PETER HITCHENS: It’s a rally.
TONY JONES: Hold on. We actually do need to hear (indistinct)…
PETER HITCHENS: While you do this – while you do this I can’t talk. While you do that – while you do that I can’t talk and you know it and that’s to your – and that’s to your shame because silencing opponents is a very wicked thing to want to do.
DAN SAVAGE: You’ve been a lot of things tonight, but you’ve not been silenced.
But of course there has been every attempt to silence him. It’s just that seeking to silence someone is not simply putting a gag over their mouth. There are many other strategies as described above.
Now what is my point here? Well, as I suggested at the beginning we ought to see Savage’s statement on 30 years of mandatory abortion as the conclusion of a demonstrable authoritarianism. It ought to be no surprise to us that the same man who so readily seeks to silence his opponent, to deny him a genuine freedom of expression, is someone who is prepared to say we ought to force mothers to have their children killed.
The scary thing is that Hitchens is therefore proven right. He’s not only right in showing us what Savage is like but also what we as a culture have become. The response of the audience to Savage’s promotion of mandatory abortion is laughter. That’s where we’re at, my friends.
Which makes Hitchens’ own answer to the original question all the more poignant,
PETER HITCHENS: The most dangerous idea in human history and philosophy remains the belief that Jesus Christ was the son of God and rose from the dead and that is the most dangerous idea you will ever encounter. … It alters the whole of human behaviour and all our responsibilities. It turns the universe from a meaningless chaos into a designed place in which there is justice and there is hope and, therefore, we all have a duty to discover the nature of that justice and work towards that hope. It alters us all. If we reject It, it alters us all was well. It is incredibly dangerous. It’s why so many people turn against it.

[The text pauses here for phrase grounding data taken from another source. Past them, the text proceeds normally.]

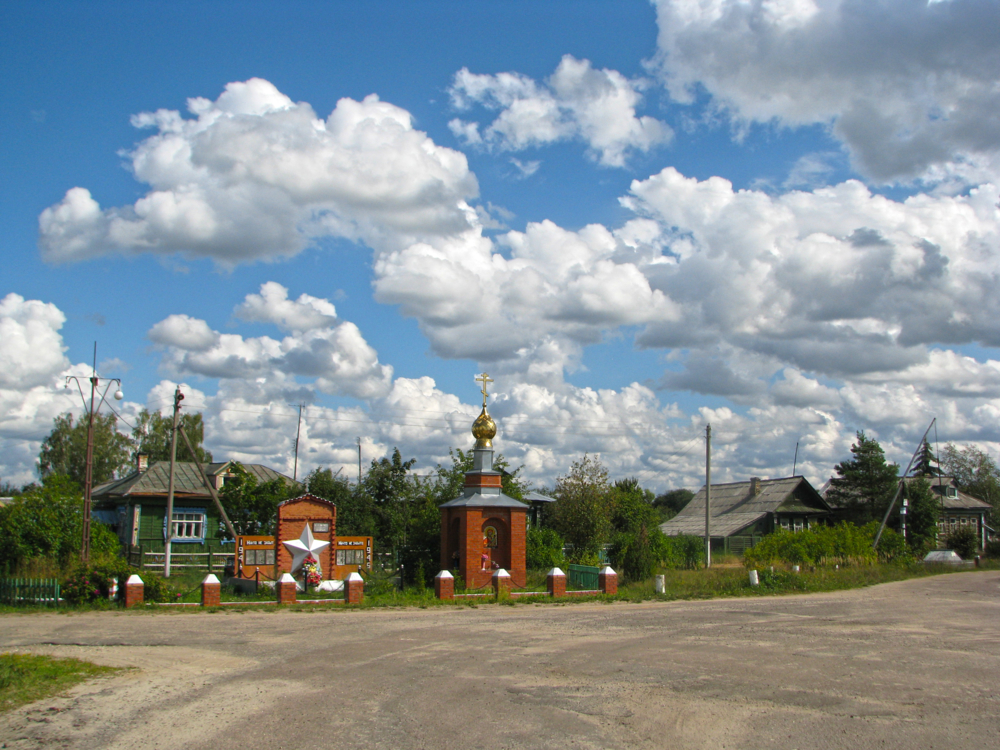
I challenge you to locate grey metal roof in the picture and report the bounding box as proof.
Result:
[92,461,293,500]
[523,491,556,504]
[660,476,828,537]
[439,492,529,509]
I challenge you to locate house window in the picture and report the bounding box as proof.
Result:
[793,519,804,532]
[164,507,207,542]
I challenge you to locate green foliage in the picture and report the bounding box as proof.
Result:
[38,413,133,486]
[61,556,133,604]
[662,534,705,570]
[551,455,612,562]
[945,526,979,559]
[358,448,417,551]
[902,478,941,553]
[912,440,940,477]
[526,527,565,570]
[608,477,665,582]
[826,432,900,524]
[0,476,119,573]
[131,409,212,464]
[219,463,298,537]
[743,522,909,568]
[653,489,694,522]
[984,539,1000,559]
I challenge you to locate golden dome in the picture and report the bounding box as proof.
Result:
[472,406,496,448]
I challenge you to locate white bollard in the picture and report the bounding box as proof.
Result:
[654,575,665,594]
[792,564,800,573]
[748,570,759,586]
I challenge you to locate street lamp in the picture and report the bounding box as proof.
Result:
[65,373,123,564]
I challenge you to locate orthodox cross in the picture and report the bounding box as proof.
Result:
[476,372,493,407]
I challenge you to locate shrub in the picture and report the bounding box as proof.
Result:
[526,527,565,570]
[945,526,979,559]
[984,539,1000,559]
[743,522,910,568]
[659,534,705,570]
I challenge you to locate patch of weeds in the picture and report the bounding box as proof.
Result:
[0,653,120,714]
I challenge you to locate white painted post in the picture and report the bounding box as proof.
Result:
[748,570,759,586]
[654,575,665,594]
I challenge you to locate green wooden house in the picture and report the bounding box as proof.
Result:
[659,476,832,554]
[91,455,294,557]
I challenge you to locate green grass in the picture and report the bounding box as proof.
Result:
[0,653,120,713]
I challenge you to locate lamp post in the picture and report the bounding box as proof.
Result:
[65,372,123,564]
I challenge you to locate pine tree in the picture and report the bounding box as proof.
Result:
[826,431,900,524]
[911,440,940,477]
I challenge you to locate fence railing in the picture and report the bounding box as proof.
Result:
[0,578,61,606]
[567,564,600,590]
[138,552,235,572]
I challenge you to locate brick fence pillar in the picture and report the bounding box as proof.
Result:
[124,574,144,608]
[345,572,364,604]
[492,568,511,597]
[546,567,566,598]
[598,566,618,595]
[434,570,454,600]
[276,573,297,604]
[201,573,221,607]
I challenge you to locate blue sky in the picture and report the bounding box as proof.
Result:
[2,0,999,491]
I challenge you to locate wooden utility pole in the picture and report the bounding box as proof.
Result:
[705,423,712,569]
[177,426,237,542]
[292,403,303,482]
[164,386,183,577]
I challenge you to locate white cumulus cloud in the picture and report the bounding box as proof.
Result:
[449,55,672,167]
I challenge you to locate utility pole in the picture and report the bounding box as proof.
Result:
[357,437,362,484]
[292,403,303,482]
[792,441,799,476]
[705,423,712,569]
[65,343,122,564]
[164,386,183,578]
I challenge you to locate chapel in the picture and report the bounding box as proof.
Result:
[439,374,529,588]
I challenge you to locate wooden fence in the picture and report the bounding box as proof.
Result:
[0,578,60,606]
[131,551,235,572]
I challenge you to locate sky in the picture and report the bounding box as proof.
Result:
[2,0,999,493]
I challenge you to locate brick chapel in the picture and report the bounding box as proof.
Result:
[439,374,528,588]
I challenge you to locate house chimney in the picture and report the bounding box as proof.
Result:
[137,453,149,473]
[749,477,761,495]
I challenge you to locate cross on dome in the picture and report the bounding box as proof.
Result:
[476,372,493,407]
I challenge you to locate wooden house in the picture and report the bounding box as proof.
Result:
[659,476,832,553]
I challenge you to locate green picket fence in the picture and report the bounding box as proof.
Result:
[0,578,61,606]
[567,564,599,590]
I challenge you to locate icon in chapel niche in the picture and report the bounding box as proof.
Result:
[483,525,498,548]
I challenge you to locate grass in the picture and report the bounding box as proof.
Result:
[0,653,120,713]
[2,559,995,614]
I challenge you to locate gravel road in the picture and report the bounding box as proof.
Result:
[1,571,998,750]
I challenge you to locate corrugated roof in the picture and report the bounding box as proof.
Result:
[660,476,828,537]
[93,461,293,499]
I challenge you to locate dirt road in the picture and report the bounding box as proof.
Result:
[1,571,998,750]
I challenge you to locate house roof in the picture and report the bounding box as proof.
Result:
[92,461,293,501]
[439,492,528,509]
[904,477,992,511]
[523,491,556,504]
[659,476,829,537]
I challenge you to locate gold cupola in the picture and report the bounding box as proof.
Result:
[472,373,497,448]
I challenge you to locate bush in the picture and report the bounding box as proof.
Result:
[743,522,910,568]
[61,557,133,604]
[984,539,1000,559]
[945,526,979,559]
[526,527,565,570]
[660,534,705,570]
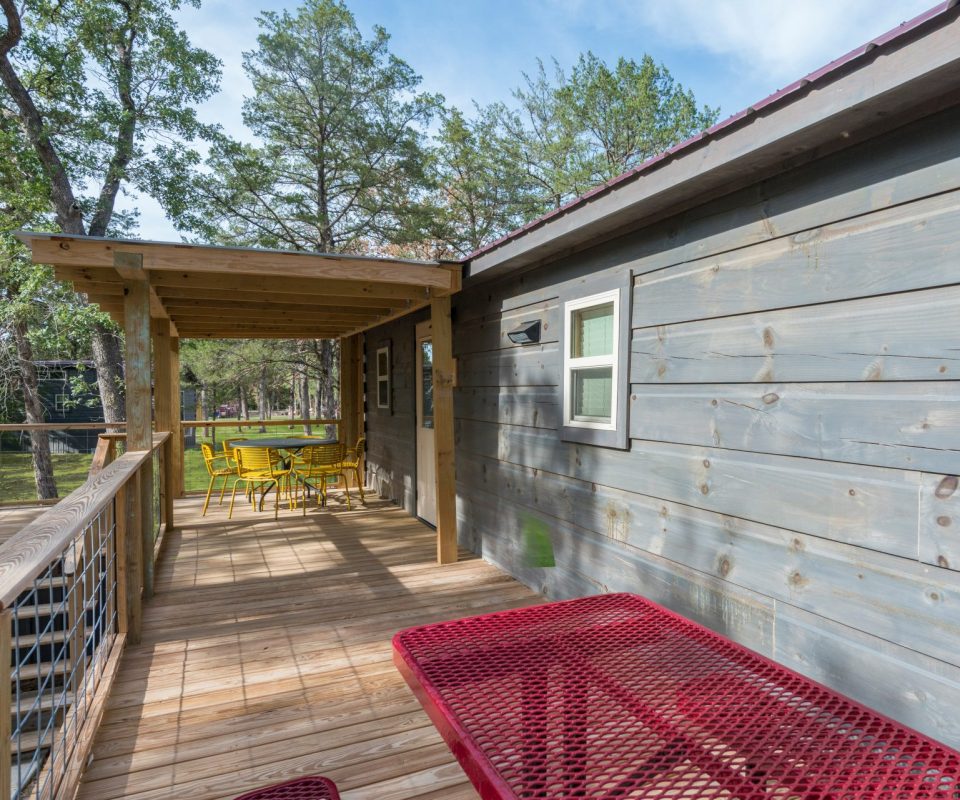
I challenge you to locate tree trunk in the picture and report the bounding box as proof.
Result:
[258,367,267,433]
[319,339,339,439]
[90,322,125,423]
[12,319,57,499]
[200,384,211,437]
[238,385,247,432]
[288,373,296,428]
[299,366,312,436]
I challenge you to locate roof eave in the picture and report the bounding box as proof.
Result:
[465,3,960,283]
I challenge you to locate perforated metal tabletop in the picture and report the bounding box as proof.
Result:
[393,593,960,800]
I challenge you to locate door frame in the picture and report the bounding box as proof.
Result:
[415,319,436,526]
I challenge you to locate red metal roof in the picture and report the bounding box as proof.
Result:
[466,2,959,264]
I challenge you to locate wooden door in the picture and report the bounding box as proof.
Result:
[415,320,437,526]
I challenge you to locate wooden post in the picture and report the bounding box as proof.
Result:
[152,319,175,530]
[121,472,143,644]
[339,334,360,455]
[431,294,458,564]
[121,256,155,598]
[170,336,183,497]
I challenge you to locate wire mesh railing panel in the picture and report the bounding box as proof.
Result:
[8,498,119,799]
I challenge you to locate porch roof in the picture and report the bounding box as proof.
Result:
[14,232,461,340]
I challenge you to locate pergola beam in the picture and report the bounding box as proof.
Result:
[151,290,402,311]
[27,235,456,290]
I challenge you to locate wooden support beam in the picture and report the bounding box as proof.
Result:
[113,251,175,333]
[121,471,143,644]
[147,269,430,300]
[124,279,154,598]
[178,331,346,340]
[152,319,176,529]
[339,335,361,459]
[153,285,407,309]
[342,297,432,338]
[165,308,381,324]
[431,294,457,564]
[33,237,454,289]
[161,301,387,318]
[170,337,183,498]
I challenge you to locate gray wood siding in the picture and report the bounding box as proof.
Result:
[366,106,960,748]
[363,310,427,515]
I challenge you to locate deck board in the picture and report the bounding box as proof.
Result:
[76,493,540,800]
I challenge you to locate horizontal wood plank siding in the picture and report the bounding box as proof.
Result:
[363,311,427,515]
[365,105,960,748]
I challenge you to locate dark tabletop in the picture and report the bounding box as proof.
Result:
[231,437,336,450]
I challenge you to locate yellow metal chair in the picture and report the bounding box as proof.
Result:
[228,447,295,520]
[222,438,247,470]
[294,444,351,514]
[342,436,366,502]
[200,443,235,516]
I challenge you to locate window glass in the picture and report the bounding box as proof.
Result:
[572,302,614,358]
[572,366,613,421]
[420,341,434,429]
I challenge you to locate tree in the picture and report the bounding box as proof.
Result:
[492,53,718,214]
[174,0,441,254]
[425,106,536,257]
[560,52,719,182]
[0,0,221,421]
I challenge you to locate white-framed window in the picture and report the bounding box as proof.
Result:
[563,289,619,431]
[376,343,391,411]
[55,393,69,412]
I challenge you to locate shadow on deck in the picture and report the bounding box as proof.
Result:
[76,492,541,800]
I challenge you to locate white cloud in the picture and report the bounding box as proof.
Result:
[631,0,934,86]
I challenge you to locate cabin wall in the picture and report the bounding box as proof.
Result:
[363,309,429,515]
[449,105,960,748]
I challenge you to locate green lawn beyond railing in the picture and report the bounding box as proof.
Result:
[0,418,337,502]
[183,419,338,493]
[0,452,93,503]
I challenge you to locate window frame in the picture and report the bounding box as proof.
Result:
[559,273,631,450]
[563,289,620,432]
[376,343,392,412]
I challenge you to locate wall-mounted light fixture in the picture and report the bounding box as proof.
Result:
[507,320,542,345]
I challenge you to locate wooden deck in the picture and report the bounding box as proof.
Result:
[75,491,541,800]
[0,505,47,545]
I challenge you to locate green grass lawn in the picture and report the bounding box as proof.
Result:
[0,452,93,503]
[183,421,336,493]
[0,419,336,501]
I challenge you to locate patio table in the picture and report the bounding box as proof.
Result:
[393,593,960,800]
[232,437,336,509]
[231,437,336,450]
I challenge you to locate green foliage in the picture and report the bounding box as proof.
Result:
[173,0,441,254]
[5,0,222,234]
[430,52,718,254]
[560,52,719,180]
[425,106,537,257]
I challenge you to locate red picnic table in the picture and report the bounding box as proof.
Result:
[393,593,960,800]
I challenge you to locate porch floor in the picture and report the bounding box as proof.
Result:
[76,491,541,800]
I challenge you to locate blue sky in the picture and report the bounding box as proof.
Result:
[134,0,935,239]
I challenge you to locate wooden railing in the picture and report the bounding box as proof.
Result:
[0,432,168,800]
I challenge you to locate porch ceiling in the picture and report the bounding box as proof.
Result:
[14,232,461,339]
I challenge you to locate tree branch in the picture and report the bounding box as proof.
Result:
[0,0,84,233]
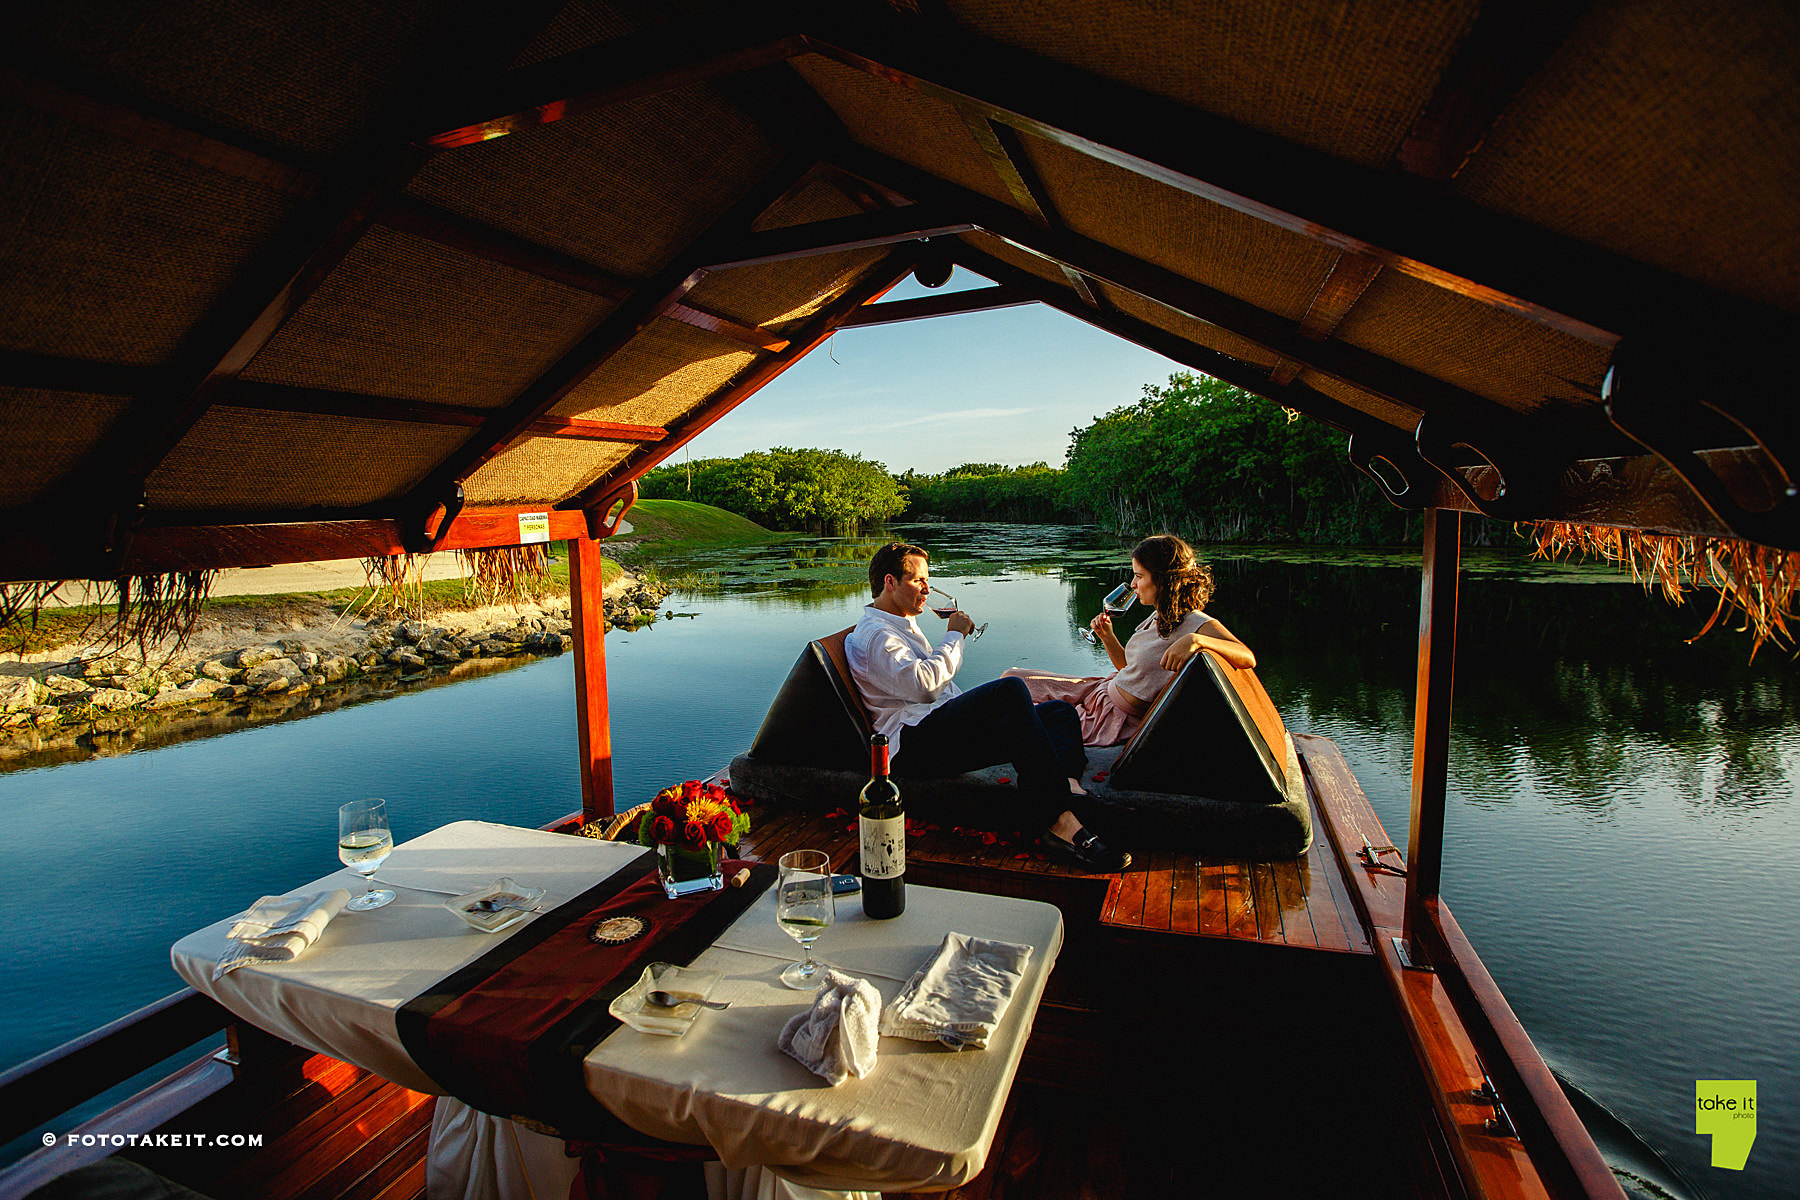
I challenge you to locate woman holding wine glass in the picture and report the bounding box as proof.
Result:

And so here is the answer to Savage’s totalitarianism. It’s a different form of authority. It’s the authority of the Son of God who sets out for us very different but very good behaviours and responsibilities. Hitchens’ answer wasn’t an explication of the gospel but it was an appropriate answer to Savage’s assertion of authority. It was the bold answer that there is another ruler who is good and just and whom everyone needs to decide about. As Hitchens’ notes, rejecting this ruler and His rule alters us and Savage has demonstrated it all too well. And take careful note – it’s not just the unborn babies that suffer.